信封封得严严实实,只写了“姜芷芃收”几个字。她捏了捏,里面似乎也没什么别的东西。夜里她辗转反侧,越想越不心安,咬咬牙起来拆开信封,想看看里面写了什么。

贺卡上只有一个大字——“是”。她没看懂,不知道那是他们之间的什么暗号,但信封里还夹着两张滑翔基地的门票。联想到夏天贺宇川曾经去滑翔基地培训了一个星期,她猜贺宇川一定蓄谋已久了。

这件事,她不赞成,相当不赞成,必须要阻止。

思前想后,她留下了贺卡,把两张门票和其他生日礼物一起交给芃芃,笼统地告诉她:“这是我和贺老师买给你的生日礼物。”

听说后来芃芃确实去玩了一次滑翔,跟另一个男孩子一起,还拍了照片,挂在朋友圈上。那个男孩子后来成了芃芃的男朋友,相信贺宇川一定也有听说。后来她和贺老师正式结婚前,贺宇川找了个藉口搬出去一个人住,他们更少有机会见面,反正她没从贺宇川嘴里再听到过关于姜芷芃的一个字。

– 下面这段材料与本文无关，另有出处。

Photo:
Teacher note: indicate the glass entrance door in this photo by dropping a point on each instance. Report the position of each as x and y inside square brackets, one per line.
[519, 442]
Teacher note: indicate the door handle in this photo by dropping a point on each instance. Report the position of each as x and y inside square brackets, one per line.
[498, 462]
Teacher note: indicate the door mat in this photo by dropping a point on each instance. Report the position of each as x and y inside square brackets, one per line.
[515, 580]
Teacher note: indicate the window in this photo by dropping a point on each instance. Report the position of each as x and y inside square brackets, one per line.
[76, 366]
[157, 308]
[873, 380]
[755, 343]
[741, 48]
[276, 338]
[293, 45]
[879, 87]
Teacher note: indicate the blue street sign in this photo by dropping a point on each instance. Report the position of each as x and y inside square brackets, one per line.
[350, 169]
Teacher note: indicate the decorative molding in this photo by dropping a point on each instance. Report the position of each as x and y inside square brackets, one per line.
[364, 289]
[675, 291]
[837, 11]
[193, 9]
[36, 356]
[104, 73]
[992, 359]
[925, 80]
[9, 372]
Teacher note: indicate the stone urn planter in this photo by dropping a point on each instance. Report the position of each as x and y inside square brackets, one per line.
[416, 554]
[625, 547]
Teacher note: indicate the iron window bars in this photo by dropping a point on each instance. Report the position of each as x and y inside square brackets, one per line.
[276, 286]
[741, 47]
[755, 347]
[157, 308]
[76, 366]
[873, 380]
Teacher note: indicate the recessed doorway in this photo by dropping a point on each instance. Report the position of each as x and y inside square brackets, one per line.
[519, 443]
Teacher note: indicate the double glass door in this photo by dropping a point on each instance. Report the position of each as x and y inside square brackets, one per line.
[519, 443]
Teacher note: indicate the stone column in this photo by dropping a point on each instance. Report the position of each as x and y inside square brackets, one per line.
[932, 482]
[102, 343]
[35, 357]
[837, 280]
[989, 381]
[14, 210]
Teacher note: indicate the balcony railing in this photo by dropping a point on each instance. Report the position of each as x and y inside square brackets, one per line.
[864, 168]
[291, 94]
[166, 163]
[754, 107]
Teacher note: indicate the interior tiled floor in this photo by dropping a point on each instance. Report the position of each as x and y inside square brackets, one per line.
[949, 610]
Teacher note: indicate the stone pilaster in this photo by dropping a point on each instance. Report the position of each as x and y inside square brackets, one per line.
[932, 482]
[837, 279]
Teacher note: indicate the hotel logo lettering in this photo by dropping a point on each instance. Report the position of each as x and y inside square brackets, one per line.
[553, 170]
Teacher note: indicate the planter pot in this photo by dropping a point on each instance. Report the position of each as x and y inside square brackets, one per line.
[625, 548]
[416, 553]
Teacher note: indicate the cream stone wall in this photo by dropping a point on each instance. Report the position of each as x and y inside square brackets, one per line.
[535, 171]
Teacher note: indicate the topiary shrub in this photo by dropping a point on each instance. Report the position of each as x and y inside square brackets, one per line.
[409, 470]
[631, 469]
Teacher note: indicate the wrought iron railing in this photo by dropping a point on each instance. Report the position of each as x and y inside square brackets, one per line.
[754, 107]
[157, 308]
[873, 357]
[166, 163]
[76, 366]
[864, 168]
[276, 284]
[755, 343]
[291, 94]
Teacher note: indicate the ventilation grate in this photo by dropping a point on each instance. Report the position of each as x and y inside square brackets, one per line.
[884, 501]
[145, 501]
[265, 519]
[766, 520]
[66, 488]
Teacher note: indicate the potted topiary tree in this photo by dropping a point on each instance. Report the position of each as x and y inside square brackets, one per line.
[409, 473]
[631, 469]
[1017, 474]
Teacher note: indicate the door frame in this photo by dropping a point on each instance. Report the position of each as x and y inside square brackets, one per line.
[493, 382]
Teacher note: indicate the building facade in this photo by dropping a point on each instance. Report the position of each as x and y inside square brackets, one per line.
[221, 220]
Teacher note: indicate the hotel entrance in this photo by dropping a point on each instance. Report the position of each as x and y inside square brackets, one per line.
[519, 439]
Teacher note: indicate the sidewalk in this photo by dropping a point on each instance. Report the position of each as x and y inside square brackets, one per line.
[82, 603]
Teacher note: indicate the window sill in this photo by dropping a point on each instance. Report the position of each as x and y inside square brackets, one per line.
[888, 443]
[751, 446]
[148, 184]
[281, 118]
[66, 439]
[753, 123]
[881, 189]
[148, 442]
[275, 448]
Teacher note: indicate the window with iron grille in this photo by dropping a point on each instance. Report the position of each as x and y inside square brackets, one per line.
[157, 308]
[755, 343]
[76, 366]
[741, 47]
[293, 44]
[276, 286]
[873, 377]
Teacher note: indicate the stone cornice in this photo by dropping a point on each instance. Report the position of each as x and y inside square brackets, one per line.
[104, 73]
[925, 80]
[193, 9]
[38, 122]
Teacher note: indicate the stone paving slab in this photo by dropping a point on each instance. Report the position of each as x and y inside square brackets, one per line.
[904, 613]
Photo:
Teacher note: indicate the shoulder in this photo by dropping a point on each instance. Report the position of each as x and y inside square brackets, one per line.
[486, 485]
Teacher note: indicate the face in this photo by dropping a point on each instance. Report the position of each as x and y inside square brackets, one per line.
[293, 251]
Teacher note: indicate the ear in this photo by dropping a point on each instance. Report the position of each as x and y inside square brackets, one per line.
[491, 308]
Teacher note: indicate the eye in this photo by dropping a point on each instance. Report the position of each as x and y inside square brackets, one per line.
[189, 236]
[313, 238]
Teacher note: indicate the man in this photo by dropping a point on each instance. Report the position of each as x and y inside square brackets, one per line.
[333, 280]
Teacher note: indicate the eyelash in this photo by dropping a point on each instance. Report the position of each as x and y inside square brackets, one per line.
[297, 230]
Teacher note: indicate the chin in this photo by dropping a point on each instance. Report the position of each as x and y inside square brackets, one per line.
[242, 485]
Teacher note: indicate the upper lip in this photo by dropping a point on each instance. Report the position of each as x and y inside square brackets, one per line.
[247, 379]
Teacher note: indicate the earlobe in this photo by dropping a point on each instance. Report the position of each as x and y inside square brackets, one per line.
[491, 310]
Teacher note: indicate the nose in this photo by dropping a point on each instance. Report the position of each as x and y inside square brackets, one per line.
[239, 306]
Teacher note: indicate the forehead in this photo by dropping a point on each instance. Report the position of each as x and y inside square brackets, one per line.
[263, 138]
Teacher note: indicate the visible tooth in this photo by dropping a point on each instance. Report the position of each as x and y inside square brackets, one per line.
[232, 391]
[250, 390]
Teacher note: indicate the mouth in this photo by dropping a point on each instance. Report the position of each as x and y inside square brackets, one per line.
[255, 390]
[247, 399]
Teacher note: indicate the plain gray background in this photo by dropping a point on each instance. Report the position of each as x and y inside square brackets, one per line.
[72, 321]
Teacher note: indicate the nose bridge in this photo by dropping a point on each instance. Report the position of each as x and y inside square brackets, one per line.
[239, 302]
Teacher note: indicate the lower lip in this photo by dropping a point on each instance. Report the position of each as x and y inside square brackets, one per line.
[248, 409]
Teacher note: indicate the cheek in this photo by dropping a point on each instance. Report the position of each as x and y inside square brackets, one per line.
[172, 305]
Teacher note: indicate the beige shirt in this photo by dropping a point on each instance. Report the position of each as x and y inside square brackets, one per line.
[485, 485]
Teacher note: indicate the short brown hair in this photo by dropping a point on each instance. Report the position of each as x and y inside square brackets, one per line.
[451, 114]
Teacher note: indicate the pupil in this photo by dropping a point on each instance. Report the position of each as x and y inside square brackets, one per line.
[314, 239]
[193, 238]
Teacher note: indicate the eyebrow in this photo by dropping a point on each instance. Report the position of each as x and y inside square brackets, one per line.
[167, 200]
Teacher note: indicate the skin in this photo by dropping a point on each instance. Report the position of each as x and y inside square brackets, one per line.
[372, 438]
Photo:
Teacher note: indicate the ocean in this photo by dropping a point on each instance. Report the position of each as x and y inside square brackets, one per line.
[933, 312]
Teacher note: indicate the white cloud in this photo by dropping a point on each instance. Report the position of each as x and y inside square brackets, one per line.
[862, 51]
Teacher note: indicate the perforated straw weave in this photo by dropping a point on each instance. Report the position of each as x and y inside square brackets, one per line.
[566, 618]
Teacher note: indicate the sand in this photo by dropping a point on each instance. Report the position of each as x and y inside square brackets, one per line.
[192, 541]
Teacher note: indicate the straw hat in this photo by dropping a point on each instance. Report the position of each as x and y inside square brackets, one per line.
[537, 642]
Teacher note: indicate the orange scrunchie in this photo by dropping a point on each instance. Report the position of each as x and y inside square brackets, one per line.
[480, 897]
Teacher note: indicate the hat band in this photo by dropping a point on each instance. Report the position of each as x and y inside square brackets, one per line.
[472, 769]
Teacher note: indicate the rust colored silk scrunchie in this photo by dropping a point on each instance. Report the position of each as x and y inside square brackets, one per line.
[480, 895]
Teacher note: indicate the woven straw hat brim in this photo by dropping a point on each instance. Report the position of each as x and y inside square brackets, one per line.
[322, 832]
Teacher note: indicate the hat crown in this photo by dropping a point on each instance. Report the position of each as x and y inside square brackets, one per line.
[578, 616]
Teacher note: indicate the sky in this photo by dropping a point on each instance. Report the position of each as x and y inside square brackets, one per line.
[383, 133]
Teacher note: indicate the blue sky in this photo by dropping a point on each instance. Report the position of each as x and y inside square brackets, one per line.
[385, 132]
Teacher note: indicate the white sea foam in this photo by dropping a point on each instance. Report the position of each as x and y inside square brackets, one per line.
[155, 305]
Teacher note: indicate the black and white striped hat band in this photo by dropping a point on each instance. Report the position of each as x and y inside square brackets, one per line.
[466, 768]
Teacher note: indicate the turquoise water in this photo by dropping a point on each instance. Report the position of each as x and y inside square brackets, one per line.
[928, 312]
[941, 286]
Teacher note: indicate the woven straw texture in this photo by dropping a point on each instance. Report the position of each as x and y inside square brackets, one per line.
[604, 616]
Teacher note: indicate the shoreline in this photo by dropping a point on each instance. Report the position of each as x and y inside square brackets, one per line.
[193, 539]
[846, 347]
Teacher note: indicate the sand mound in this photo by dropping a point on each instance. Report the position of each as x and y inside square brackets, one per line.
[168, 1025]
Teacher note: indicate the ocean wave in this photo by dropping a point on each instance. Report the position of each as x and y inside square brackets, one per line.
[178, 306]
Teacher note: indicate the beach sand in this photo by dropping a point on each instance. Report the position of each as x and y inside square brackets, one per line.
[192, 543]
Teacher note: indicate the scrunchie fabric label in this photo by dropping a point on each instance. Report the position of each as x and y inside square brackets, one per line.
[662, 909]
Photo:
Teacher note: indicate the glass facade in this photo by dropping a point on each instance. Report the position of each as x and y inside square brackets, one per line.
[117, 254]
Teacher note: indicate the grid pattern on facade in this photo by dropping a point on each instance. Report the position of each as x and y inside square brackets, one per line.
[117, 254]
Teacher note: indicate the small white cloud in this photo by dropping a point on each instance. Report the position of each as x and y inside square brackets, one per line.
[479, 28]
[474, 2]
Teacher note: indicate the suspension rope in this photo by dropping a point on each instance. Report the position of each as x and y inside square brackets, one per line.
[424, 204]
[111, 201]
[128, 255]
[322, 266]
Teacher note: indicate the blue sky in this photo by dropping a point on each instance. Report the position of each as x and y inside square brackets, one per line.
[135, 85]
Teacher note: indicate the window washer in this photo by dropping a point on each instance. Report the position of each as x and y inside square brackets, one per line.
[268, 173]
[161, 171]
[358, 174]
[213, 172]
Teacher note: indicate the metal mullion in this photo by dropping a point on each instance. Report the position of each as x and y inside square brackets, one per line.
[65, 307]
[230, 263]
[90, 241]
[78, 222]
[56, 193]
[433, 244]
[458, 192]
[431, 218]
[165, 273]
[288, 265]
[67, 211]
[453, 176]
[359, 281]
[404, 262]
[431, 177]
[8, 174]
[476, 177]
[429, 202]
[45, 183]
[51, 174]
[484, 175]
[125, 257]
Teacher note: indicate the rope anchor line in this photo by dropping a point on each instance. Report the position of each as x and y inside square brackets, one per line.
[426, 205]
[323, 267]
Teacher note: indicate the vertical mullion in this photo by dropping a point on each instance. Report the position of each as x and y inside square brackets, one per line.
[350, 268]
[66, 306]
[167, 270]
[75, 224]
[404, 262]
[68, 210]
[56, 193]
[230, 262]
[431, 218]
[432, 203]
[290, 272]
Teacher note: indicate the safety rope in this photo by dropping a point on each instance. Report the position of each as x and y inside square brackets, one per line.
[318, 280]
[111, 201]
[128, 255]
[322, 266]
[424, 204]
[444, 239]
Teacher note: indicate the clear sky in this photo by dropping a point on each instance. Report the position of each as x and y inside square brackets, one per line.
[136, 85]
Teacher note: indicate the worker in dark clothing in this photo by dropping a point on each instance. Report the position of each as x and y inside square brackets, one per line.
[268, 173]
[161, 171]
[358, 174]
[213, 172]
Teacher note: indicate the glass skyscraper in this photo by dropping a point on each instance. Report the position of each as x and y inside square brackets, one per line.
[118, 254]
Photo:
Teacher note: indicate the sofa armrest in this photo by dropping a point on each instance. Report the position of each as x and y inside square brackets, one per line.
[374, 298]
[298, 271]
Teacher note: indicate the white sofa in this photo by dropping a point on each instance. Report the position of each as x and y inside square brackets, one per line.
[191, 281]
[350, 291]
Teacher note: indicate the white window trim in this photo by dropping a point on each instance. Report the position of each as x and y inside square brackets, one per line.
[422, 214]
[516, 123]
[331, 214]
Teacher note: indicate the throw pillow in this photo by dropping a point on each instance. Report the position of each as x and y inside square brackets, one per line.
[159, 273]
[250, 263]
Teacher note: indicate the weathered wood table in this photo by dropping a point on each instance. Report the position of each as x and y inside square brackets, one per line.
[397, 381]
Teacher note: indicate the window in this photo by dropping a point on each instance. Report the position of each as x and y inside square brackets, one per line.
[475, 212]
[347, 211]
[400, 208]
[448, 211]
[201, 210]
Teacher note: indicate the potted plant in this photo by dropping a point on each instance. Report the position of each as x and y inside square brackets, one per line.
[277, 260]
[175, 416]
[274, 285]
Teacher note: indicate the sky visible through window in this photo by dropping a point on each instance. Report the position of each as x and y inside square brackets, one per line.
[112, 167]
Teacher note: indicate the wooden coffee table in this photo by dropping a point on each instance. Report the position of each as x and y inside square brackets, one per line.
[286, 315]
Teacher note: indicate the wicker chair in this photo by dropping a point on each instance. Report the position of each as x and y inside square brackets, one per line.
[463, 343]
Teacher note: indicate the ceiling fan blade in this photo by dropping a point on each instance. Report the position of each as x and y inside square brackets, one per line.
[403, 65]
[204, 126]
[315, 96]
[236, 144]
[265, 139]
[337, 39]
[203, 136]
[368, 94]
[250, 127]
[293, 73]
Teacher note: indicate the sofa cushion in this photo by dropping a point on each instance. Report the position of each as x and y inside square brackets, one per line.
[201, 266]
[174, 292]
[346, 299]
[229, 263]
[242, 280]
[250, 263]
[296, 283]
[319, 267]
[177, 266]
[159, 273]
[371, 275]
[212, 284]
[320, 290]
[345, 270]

也许他已经死心,也许他还没有,年轻人的感情瞬息万变,她也猜不破。贺宇川似乎一直醉心工作,也无暇顾及其他。也有楼上楼下的热心大妈偷偷问过她,贺宇川有没有女朋友?话传到贺老师耳朵里,他一皱眉:“宇川才刚毕业,现在当然是以事业为重,找对象的事顺其自然就行了。”

她是继母,这种事轮不到她来管,她也不想插手。